Three cheers for Sir Nicholas Wall the President of the Family Division for his recent judgement in A v A Local Authority and Ors.
The decision is one of those Court of Protection Cases that has been made public and so we can read it on BAILII. Whilst the judge is to be commended, the case reveals in an unintended way the horror and stupidity of the Deprivation Of Liberty Safeguards introduced by the last Labour Government. The DoLS, as they are known, are fast becoming notorious for their wild expense, inefficiency and inhumanity.
This case concerns an elderly man who has been locked up in a secure old peoples’ home on the basis that he has dementia. ‘A’ (for that is all we can know of him) objects to being locked up and insists that he has capacity to decide where to live and, either way, that it is not in his best interests to be detained.
Reading the judgement we learn that ‘A’ has a relative called ‘S’. ‘S’ was initially appointed to represent ‘A’ but actually ‘S’ believes that ‘A’ is better off locked up. So, because ‘S’ was not helping ‘A’ appeal he was replaced, apparently by an independent mental capacity advocate (IMCA) to help ‘A’ exercise his right of appeal.
The Official Solicitor has been appointed and instructed Counsel. A court case has been held. At a hearing of the Court of Protection on 29th March 2011 the judge quite rightly agreed with the Official Solicitor that an independent assessment of both the mental capacity of ‘A’ and his best interests should occur. If you like, he should be granted a second opinion. The case was reported, presumably because Sir Wall intended to set a precedent that those detained under the safeguards should be allowed an independent assessment.
So three cheers to the judge for defending our liberties. The judge – at least in this case – is not the problem.
Let us rewind a little and look at that again. This man, ‘A’ is detained in a care home. He has received help from a family member, an independent advocate, the Official Solicitor and Counsel. His case has come before a judge. And now, NOW they are finally getting a second opinion on whether he has the mental capacity to make his own decision as to where he lives?
The whole hearing was solely to decide that one issue – whether a man locked away by the state on grounds of his health would be allowed a second medical opinion. Astute observers may have realised that this process is a tad expensive and also none too rapid. The problem lies in the mind-numbing stupidity of the laws Labour drafted to deal with this issue.
What sort of moron designs a procedure where a second medical opinion is only sought *after* a court case? Fabulous amounts of tax payers cash have been spent just to ask another doctor to look at this person’s mental health.
All but the most brain dead of my readers will probably have realised that were a second opinion available *before* the Court proceedings began a great deal of expense and trouble might have been avoided. Sadly, no such right exists in the legislation. Second opinions arise from discretion of a local authority or NHS body or from an order of the Court of Protection.
A casual estimate is that this bizarre and heinously poorly drafted law caused the expenditure of around £100,000 just to decide it might be a good idea to double check the medical facts in this one case about a single elderly man.
The Deprivation of Liberty Safeguards arise from the so called Bournewood case. In that case a mentally disabled man, unable to speak, was locked up in a mental hospital. The European Court of Human Rights found that having people locked up without due process was a bad thing and so the British Parliament was required to do something about it.

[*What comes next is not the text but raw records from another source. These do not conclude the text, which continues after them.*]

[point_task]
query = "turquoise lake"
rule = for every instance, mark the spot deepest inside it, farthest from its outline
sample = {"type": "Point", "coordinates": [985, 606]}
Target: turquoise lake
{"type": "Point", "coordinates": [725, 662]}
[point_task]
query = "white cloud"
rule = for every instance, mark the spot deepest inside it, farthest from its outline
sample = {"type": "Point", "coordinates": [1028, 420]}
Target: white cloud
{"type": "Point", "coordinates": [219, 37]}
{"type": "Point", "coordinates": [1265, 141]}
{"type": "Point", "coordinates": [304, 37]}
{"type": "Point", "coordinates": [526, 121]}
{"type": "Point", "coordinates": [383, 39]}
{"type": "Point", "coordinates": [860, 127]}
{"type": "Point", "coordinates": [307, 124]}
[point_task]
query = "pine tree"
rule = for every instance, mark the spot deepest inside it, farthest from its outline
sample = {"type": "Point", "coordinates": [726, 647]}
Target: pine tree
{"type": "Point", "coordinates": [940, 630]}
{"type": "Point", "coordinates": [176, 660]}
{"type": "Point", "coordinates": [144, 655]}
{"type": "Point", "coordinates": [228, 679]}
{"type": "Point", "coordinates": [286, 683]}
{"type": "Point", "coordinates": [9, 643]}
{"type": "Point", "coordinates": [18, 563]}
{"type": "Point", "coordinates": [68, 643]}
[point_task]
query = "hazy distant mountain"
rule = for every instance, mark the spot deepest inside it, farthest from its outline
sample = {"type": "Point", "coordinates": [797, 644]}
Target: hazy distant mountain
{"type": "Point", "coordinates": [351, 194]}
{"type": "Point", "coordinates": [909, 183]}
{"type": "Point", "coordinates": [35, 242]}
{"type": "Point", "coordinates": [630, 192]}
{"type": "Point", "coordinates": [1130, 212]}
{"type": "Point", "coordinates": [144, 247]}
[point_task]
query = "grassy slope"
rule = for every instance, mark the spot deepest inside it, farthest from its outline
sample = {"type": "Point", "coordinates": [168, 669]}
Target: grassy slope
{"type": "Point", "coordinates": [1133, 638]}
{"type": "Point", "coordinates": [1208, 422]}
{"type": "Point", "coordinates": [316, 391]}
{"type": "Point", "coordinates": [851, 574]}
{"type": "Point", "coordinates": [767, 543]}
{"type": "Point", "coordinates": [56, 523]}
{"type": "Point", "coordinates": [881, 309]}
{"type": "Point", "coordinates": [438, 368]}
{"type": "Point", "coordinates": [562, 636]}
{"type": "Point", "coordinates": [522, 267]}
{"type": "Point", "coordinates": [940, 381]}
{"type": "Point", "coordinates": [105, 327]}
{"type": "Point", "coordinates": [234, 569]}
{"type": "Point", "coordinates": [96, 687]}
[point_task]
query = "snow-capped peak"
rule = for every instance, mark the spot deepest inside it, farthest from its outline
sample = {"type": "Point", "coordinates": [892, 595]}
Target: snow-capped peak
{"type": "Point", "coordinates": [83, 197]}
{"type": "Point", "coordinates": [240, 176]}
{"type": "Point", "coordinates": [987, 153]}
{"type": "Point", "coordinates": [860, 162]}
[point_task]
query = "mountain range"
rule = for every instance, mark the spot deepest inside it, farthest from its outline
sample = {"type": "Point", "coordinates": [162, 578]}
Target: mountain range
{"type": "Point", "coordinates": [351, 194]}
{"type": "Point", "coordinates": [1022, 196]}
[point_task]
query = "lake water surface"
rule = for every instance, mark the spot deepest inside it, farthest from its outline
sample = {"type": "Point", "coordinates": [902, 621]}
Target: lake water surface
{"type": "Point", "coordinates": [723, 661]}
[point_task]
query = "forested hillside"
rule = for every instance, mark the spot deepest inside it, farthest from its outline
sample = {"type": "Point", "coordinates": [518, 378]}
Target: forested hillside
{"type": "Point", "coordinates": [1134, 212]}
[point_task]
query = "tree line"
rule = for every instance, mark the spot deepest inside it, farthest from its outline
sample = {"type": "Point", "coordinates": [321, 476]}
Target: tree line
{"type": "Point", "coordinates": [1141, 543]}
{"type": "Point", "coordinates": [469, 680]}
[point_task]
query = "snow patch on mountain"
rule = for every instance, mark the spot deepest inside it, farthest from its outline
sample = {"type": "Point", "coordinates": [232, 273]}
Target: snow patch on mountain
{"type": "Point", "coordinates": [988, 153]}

The problem was not the ruling. Locking people up secretly and without any procedure is a bad thing and on this matter I agree with the European Court. The problem was that the Labour Government appeared to respond with what can best be described as childish resentment at being told not to lock people up without trial or due process. The Labour Government had of course opposed the claimant in the Bournewood case not least on grounds of cost (and they say we Conservatives know the price of everything and the value of nothing …)
Having lost the case the civil service went away into a darkened room with some Labour apparatchiks and came back with the DoLS – a set of so called ‘Safeguards’ so poorly drafted that judges have had to work very hard to ‘interpret’ them into usable law.
See for example the case ‘ GJ v The Foundation Trust & Anor ‘ Again the judge (Mr Justice Charles) is to be commended. Indeed at one point the judge has actually inserted a little chart/table thing to help explain the law to the unfortunate professionals who have to implement it. If a High Court Judge with a stellar academic record and a history of achievement as a lawyer finds this heavy weather, what chance does someone with a learning disability have?
In this era of austerity, why is the British Government spending fabulous amounts of taxpayers money on this system? The tragedy is that Great Britain already has a system for dealing with similar issues. Under the Mental Health Act, which was passed in 1983 by Conservatives in Margaret Thatcher’s Government, disputes are dealt with under a cheap tribunal system where people who are detained may appear in person or be represented by a Solicitor. The Act is detailed, specific and relatively easily understood.
The coalition government could do far worse than once again take a leaf out of Margaret Thatcher’s book and reform the DoLS.
*Sam Smith is a former Labour Councillor and member of Labour Party Staff.
He is now a member of the Conservative Party and an equalities campaigner with a specific interest in civil rights law.